Długo zastanawiałem się, czy phablet jest na pewno tym, na co chcę zmieniać mały i zgrabny smarfon. Wygląda na to, że to była jedna z moich najlepszych „technologicznych” decyzji ostatnich lat.

3 lata z iPhonem 4S wspominam bardzo dobrze. Nie jestem w stanie powiedzieć na ten telefon złego słowa. Poza jednym wyjątkiem, który tak naprawdę był moim świadomym wyborem. Wielkość ekranu. Pod koniec 2011 roku 3,5 cala w zupełności mi wystarczało - dopiero niedawno zacząłem trochę zazdrościć wszystkim, którzy mogą komfortowo przeglądać strony www, oglądają na telefonach filmy, seriale albo czytają książki czy komiksy. Jasne, na 4S też można, ale wpatrywanie się tak mały ekran nie należy do najprzyjemniejszych. Skończyła się umowa, przyszedł czas na nowego operatora i nowy telefon.

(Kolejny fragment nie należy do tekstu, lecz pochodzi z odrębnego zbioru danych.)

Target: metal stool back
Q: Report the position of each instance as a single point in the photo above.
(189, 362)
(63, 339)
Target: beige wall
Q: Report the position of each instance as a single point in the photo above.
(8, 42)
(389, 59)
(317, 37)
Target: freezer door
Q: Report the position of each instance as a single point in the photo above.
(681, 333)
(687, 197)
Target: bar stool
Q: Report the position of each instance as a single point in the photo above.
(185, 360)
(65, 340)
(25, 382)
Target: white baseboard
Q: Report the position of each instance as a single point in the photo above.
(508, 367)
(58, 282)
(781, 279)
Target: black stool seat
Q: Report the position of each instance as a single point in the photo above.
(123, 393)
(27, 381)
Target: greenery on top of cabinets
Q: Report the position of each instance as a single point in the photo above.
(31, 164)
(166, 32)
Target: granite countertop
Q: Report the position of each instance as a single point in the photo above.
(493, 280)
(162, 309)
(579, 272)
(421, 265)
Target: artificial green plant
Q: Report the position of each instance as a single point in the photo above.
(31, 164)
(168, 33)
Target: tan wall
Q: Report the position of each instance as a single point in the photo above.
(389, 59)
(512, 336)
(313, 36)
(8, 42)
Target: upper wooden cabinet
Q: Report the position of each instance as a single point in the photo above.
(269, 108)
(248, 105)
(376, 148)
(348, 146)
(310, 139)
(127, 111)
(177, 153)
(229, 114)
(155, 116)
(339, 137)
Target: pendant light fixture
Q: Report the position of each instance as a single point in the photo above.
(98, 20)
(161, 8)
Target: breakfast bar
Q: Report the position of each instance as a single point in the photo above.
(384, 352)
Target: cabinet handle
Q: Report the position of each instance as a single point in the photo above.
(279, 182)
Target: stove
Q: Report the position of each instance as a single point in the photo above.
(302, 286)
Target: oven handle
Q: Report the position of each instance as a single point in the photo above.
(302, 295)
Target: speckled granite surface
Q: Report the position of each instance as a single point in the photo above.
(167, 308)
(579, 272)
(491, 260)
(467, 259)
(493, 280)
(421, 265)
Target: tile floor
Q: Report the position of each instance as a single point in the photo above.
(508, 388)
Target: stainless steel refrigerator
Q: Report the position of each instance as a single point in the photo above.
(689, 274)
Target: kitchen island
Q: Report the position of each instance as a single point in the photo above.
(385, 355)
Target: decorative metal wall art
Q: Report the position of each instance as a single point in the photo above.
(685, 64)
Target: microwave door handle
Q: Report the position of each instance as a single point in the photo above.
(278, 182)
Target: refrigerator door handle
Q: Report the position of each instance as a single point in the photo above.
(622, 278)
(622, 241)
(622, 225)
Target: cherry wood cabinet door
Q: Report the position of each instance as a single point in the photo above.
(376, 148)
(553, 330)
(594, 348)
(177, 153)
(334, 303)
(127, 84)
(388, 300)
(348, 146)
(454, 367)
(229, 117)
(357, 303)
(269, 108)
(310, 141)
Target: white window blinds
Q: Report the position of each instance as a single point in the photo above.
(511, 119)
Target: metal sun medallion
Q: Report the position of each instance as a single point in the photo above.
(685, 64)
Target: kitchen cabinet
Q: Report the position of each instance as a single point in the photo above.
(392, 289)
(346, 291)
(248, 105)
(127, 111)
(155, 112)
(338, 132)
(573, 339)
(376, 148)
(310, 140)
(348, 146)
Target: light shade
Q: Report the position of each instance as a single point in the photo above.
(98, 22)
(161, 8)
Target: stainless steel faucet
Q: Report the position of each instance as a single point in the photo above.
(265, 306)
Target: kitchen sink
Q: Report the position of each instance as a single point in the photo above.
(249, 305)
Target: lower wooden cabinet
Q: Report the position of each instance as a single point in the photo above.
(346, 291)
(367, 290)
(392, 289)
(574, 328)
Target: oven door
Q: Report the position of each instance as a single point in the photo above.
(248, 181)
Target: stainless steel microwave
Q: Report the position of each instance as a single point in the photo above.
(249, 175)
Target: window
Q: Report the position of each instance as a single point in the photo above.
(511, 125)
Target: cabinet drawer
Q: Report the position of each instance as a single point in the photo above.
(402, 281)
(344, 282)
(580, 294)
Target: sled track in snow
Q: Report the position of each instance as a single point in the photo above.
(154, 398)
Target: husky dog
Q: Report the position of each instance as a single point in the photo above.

iPhone 6+ był jak najbardziej w kręgu moich zainteresowań, ale cena nie zachęcała. Ustalam sobie w życiu pewne granice i największy telefon od Appla był już za nią - są kwoty, których za tego typu elektronikę nie zapłacę, nawet jakby miała wiązać za mnie buty. Zaraz po premierze operatorzy też niespecjalnie zachęcali cenami, padło więc na powrót do Androida. Początkowo ryzykowny, bo w pamięci mam mnóstwo stresu związanego z Xperia X10, ale z drugiej strony wybór fajnych aparatów był całkiem motywujący. Padło na HTC One Max. Słusznie, niesłusznie? Ja jestem zadowolony. Choć następnym razem pójdę raczej w serię Note od Samsunga. Ale głównym kryterium był duży ekran i fajna możliwość odtwarzania multimediów. One Max ma to wszystko, więc zadanie swoje spełnia należycie.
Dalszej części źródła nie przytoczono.